Workflows, rebase, patch theory

Thu May 8 08:50:07 BST 2008

Stephen J. Turnbull wrote (2008-05-08 09:31 +0900):

> Both the tree object and the commit that refers to it are in the
> repository, accessible via their SHA1s and any other tags or branches
> that refer to the commit object.  States *and history* are preserved.
> Only the reference via the rebased branch name is not.
> 
> If there are no references[1] left, then objects including tree states
> and commit history *can* be garbage-collected.  But that only happens
> if the user insists.

I'm sure you know this already but I'll add that old and possibly
abandoned history states (commit objects) are also available via Git's
reflog which by default tracks branch and HEAD states for last 90 days.
The number of days can be configured but after that point Git will (by
default) automatically also garbage-collect all commit and other objects
which aren't referred to by branches or tags. This happens through "git
gc --auto" which is run by some Git porcelain commands from time to
time. When and how this happens is also configurable and can also be
turned off.

A side note: It was just yesterday when I learnt to appreciate the
reflog. I was preparing a small patch to be sent to an upstream bug
tracker. I committed my changes, turned them to a patch file and reset
the branch's HEAD again to where the upstream HEAD is. While playing
with the upstream bug tracker I deleted my patch file before the bug
report and patch were actually sent (I just thought they were).
Fortunately the "thrown away" history state was still there and
accessible via HEAD@{10.minutes.ago}. It could be used to create new
branch for example.
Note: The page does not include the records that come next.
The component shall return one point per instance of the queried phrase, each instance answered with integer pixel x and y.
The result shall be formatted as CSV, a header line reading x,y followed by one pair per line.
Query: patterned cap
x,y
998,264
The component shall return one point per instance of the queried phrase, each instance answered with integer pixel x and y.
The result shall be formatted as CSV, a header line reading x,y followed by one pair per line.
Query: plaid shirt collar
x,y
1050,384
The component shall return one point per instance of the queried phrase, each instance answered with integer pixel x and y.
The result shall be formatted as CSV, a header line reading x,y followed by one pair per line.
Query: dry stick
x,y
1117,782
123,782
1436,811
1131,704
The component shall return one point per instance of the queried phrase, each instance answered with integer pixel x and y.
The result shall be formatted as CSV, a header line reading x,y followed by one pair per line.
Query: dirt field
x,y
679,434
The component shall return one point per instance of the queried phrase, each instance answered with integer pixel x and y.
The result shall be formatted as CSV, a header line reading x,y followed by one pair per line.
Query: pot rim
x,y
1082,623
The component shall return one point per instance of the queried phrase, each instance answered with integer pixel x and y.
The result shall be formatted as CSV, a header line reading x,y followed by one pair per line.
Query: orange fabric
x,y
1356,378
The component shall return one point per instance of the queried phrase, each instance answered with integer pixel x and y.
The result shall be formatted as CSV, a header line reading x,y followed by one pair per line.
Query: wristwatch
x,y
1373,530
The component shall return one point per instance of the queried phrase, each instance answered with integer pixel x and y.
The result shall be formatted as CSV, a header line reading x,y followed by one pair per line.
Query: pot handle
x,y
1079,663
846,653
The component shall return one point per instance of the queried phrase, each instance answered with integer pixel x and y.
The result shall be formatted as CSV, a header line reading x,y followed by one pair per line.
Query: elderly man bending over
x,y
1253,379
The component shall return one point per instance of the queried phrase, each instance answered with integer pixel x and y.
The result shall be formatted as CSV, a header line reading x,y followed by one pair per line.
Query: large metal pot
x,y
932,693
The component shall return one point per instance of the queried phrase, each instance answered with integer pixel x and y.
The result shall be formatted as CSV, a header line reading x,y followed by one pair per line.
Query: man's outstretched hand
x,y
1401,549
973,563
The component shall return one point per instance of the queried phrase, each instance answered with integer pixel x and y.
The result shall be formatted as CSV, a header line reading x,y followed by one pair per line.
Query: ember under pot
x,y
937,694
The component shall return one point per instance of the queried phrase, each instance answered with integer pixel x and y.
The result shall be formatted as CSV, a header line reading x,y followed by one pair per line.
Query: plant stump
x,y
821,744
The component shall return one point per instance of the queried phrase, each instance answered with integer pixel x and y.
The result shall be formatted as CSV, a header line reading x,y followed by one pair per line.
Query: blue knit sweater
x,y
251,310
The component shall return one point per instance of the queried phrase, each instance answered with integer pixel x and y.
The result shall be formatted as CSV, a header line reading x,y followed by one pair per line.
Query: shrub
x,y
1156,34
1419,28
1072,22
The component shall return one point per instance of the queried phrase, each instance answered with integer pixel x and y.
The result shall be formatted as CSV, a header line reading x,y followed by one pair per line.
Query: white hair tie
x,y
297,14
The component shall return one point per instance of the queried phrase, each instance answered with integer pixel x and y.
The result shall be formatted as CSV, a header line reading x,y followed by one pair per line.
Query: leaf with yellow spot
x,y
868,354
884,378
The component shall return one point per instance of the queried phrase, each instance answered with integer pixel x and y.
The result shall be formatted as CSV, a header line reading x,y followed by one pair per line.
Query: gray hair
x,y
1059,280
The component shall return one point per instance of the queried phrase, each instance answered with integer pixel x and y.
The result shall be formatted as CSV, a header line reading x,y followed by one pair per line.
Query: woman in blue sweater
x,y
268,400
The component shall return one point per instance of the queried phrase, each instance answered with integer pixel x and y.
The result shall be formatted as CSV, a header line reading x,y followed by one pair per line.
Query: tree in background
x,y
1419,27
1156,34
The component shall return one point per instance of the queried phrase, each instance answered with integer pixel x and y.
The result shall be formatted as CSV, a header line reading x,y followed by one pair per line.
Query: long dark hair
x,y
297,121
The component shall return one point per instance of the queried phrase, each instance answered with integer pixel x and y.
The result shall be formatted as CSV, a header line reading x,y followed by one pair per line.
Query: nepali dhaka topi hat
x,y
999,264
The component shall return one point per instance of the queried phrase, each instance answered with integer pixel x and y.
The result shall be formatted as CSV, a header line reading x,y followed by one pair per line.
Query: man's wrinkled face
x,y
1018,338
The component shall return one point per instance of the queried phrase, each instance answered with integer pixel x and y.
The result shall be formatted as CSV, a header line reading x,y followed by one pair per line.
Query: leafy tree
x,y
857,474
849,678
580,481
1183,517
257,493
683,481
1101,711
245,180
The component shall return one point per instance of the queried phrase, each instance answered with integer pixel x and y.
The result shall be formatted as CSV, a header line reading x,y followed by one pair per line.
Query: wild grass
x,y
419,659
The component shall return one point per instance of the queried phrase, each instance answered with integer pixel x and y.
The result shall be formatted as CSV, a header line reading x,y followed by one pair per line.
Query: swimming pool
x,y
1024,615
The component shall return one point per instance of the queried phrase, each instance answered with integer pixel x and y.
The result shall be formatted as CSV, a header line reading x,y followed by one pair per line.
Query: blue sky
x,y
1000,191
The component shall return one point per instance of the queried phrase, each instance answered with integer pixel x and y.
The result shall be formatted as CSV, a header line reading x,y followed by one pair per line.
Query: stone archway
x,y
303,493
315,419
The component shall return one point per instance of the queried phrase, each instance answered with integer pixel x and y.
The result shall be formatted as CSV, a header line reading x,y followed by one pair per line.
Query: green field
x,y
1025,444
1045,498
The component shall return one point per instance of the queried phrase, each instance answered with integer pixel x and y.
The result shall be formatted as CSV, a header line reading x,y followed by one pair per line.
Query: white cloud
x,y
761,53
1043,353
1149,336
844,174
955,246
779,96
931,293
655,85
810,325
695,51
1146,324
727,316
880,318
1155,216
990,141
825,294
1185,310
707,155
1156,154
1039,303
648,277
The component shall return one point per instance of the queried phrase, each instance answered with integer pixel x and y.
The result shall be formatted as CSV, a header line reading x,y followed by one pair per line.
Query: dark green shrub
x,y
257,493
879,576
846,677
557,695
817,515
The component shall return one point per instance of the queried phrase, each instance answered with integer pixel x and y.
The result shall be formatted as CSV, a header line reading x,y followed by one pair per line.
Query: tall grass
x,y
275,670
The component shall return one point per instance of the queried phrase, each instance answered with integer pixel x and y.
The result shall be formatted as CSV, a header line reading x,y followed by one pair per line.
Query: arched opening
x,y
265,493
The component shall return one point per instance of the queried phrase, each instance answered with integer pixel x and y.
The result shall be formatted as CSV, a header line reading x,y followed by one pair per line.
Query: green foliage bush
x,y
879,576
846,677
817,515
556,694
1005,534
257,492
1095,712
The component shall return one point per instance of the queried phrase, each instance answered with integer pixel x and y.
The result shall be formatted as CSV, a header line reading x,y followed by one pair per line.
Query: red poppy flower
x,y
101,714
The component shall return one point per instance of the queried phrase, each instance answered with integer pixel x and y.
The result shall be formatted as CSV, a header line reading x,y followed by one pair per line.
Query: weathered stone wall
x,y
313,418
What I needed was just "git format-patch -1
HEAD@{10.minutes.ago}".

> "Why" has always been clear.  However, Linus (and many others) clearly
> consider rebase to be a useful tool in *some* circumstances, and it
> has been added to bzr as plugin.  People will use it, so it's better
> to identify the problems with it correctly so they can use it
> judiciously.

Rebase is definitely an excellent tool. Here's my personal real life
example: I have a project which started in a private repository. It was
a Subversion repo at first but converted later to Git. When I started
the project it was the first time I used any version control software.
Partly because I was a VCS newbie and partly because the project was
private the commit history became mostly unreadable and useless: stupid
commit messages and totally unrelated changes in same commits.

Now the project has become useful for other (Finnish) people too and I'm
doing some heavy history rewriting to make my repo useful for others.
I'm kind of throwing away the project's real VCS history but since the
history was useless anyway I'm making it first time actually useful.
With Git's rebase --interactive and the index functionality I have split
commits, joined commits and written good commit messages. Of course
after the repo is made public I won't be rebasing or editing anything
I have made public.

So I agree with Stephen: Rebase is very useful tool and people certainly
use and need it sometimes. It's good to teach people how to use it
properly and with understanding the consequenses.

It seems that this new linux-next[1] testing tree is rebased daily
against Linus's tree. Tags are added to every rebase state so they can
easily be returned later. I believe linux-next's history would become
completely unreadable in no time if it didn't use rebase but just merged
everything thrown at it and also got updates from Linus's tree.
Criss-cross merges between individual developers and different subsystem
and testing trees on kernel development level would make the history
a complete mess. It's somehow very interesting mess already. :-)

---------------
1. http://linux.f-seidel.de/linux-next/pmwiki/